ESR occurs during the racket drop on the serve. ISR occurs later, during the upward swing to contact.

ESR:
abcv5xti.jpg




People often confuse ISR with pronation. Both can occur on the upward swing. With forearm pronation, the hand is rotated by the forearm. The the upper arm and elbow do not rotate as a result of forearm pronation.
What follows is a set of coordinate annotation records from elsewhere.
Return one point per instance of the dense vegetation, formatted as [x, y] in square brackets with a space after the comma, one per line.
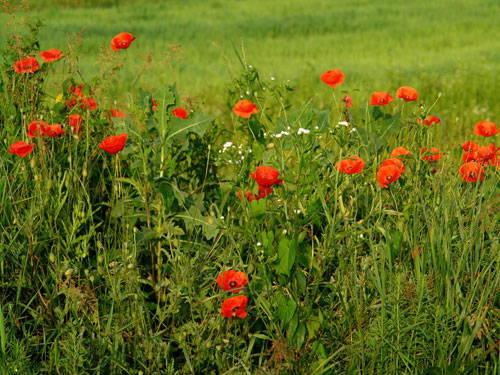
[258, 226]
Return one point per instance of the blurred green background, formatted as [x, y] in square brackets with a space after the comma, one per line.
[446, 46]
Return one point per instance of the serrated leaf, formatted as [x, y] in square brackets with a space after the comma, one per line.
[286, 256]
[198, 124]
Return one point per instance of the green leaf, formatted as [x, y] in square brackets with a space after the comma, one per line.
[299, 337]
[286, 255]
[193, 217]
[197, 124]
[286, 309]
[257, 207]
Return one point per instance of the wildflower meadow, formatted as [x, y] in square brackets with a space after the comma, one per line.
[143, 232]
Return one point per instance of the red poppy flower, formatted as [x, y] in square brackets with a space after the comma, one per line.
[387, 175]
[332, 77]
[235, 307]
[75, 121]
[245, 108]
[380, 98]
[20, 148]
[36, 127]
[399, 151]
[122, 41]
[51, 55]
[78, 91]
[407, 93]
[117, 114]
[266, 176]
[485, 128]
[486, 154]
[468, 156]
[347, 100]
[28, 65]
[88, 103]
[471, 171]
[433, 154]
[470, 146]
[233, 281]
[263, 192]
[53, 130]
[351, 165]
[248, 195]
[432, 120]
[179, 112]
[414, 253]
[114, 143]
[396, 162]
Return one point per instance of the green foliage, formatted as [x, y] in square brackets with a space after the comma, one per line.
[109, 262]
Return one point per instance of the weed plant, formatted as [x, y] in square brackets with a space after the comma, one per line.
[109, 262]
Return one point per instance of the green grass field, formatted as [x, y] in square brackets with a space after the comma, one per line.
[281, 236]
[435, 46]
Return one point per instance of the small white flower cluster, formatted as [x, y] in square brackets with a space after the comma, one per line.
[346, 124]
[279, 135]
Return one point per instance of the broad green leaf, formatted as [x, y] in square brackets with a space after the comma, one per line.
[197, 124]
[286, 309]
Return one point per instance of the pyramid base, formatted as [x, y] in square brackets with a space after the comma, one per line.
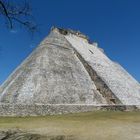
[51, 109]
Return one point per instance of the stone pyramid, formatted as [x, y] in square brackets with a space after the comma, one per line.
[66, 73]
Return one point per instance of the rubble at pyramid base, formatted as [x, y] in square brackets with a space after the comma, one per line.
[42, 110]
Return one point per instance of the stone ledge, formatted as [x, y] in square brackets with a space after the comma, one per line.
[51, 109]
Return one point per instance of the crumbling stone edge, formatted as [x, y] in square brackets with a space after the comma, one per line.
[54, 109]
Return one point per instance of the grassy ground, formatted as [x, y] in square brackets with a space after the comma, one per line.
[82, 126]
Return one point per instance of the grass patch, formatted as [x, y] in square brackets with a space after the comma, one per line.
[91, 125]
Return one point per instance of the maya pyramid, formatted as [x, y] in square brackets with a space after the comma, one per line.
[67, 73]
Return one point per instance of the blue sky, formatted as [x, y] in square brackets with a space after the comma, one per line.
[114, 24]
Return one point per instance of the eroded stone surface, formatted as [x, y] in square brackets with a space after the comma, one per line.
[66, 69]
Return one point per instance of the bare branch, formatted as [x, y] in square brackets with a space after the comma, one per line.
[16, 13]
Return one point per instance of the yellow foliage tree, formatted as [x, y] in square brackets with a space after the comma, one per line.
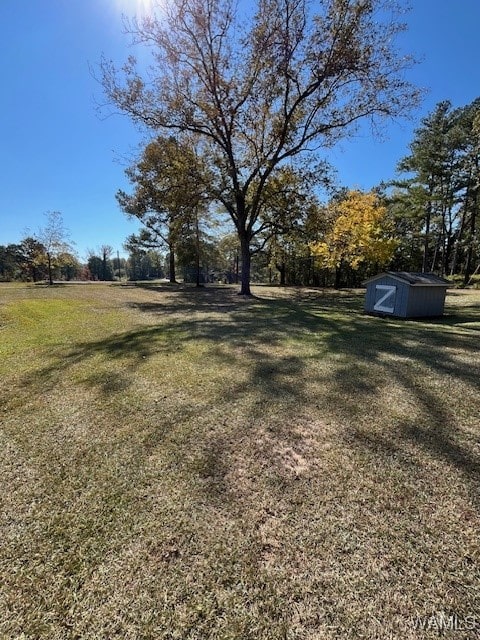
[360, 233]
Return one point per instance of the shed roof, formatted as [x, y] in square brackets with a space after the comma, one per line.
[413, 279]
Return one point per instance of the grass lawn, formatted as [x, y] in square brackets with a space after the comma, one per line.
[181, 463]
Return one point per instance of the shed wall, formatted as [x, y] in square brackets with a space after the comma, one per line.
[426, 301]
[399, 299]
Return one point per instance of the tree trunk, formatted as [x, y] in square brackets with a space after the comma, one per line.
[50, 275]
[246, 262]
[197, 249]
[173, 278]
[427, 238]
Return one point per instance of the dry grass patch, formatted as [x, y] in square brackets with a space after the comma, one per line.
[189, 464]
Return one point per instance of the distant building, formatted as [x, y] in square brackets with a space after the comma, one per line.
[405, 295]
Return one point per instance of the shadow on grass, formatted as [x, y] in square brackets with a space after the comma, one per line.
[249, 335]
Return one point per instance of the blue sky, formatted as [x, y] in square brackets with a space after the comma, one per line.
[56, 153]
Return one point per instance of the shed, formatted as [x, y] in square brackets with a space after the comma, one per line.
[405, 295]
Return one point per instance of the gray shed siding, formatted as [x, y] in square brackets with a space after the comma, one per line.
[426, 301]
[398, 300]
[387, 295]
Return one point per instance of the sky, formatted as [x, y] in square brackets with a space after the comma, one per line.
[57, 153]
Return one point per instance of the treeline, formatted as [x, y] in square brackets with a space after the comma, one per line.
[426, 219]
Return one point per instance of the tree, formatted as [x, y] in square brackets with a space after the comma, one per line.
[10, 259]
[257, 90]
[359, 234]
[53, 237]
[169, 195]
[439, 198]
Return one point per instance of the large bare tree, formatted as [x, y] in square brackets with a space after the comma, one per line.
[259, 87]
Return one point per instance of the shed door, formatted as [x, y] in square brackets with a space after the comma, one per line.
[385, 295]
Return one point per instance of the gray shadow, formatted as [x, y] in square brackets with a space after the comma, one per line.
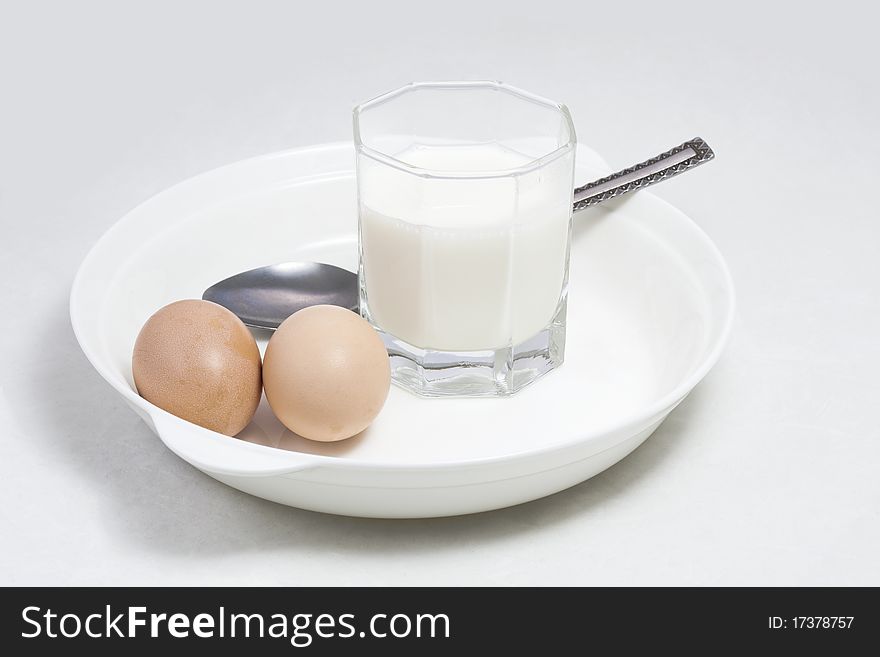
[155, 500]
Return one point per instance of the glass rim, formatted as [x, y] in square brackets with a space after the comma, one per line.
[422, 172]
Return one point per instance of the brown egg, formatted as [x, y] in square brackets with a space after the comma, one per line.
[197, 360]
[326, 373]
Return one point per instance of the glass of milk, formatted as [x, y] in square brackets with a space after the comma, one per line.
[465, 198]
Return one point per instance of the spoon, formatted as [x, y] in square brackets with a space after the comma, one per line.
[266, 296]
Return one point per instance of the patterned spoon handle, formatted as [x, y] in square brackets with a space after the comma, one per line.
[682, 158]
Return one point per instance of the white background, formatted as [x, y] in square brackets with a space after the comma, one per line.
[766, 474]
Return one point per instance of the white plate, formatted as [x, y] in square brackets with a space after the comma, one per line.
[650, 307]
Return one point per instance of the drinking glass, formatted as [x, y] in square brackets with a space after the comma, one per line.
[464, 202]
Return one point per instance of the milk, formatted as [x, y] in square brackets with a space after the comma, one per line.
[469, 264]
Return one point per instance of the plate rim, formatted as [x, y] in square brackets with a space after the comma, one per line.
[641, 418]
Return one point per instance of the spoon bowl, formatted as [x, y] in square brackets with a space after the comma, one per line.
[266, 296]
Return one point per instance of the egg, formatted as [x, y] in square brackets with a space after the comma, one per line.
[326, 373]
[198, 361]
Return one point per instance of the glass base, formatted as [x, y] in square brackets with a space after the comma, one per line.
[489, 373]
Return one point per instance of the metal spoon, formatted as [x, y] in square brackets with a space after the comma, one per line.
[265, 297]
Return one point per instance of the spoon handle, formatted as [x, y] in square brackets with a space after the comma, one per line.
[690, 154]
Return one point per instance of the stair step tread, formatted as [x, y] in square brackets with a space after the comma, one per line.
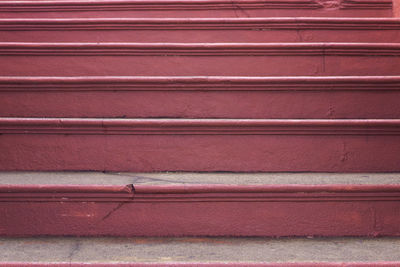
[206, 250]
[280, 29]
[123, 178]
[201, 23]
[203, 8]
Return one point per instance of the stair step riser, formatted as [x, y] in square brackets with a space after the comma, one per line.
[200, 210]
[186, 8]
[201, 30]
[199, 97]
[83, 59]
[200, 145]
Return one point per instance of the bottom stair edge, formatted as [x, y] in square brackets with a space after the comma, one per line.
[200, 210]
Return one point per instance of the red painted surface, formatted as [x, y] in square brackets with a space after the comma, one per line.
[197, 210]
[188, 59]
[190, 8]
[396, 8]
[237, 30]
[200, 145]
[201, 97]
[242, 264]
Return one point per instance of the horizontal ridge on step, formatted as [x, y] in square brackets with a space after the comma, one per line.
[108, 193]
[200, 83]
[200, 24]
[199, 193]
[101, 5]
[83, 126]
[199, 49]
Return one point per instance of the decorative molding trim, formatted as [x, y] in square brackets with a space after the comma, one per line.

The whole arm can be rotated as a result of ISR or ESR. With the elbow bent, ISR (and ESR) will look the movements shown in the top 3 images above. However, with the elbow straight, ISR will turn (rotate) the hand much like pronation does. This is where ppl will mistakenly refer to ISR as pronation. As I indicated, pronation does not turn the whole arm, whereas ISR does
Thank you , that makes it more clear.
 

jz000

Semi-Pro
I added a slight rotation in my prep, and it helped generating easy power on that kick serve.
Also, I finish the stroke much 'higher' than my flat serve, like what Pete Sampras does.
In slow motion, you can see Federer's finish is also abbreviated on kick.

And a million other things. Happy serving journey.
 

leodevlin

Professional
racket flex just published a new video on the subject:

Maybe I don't understand all the nuances between a torso vs should vs hip rotation, but something seems for sure needs to be rotating it seems :).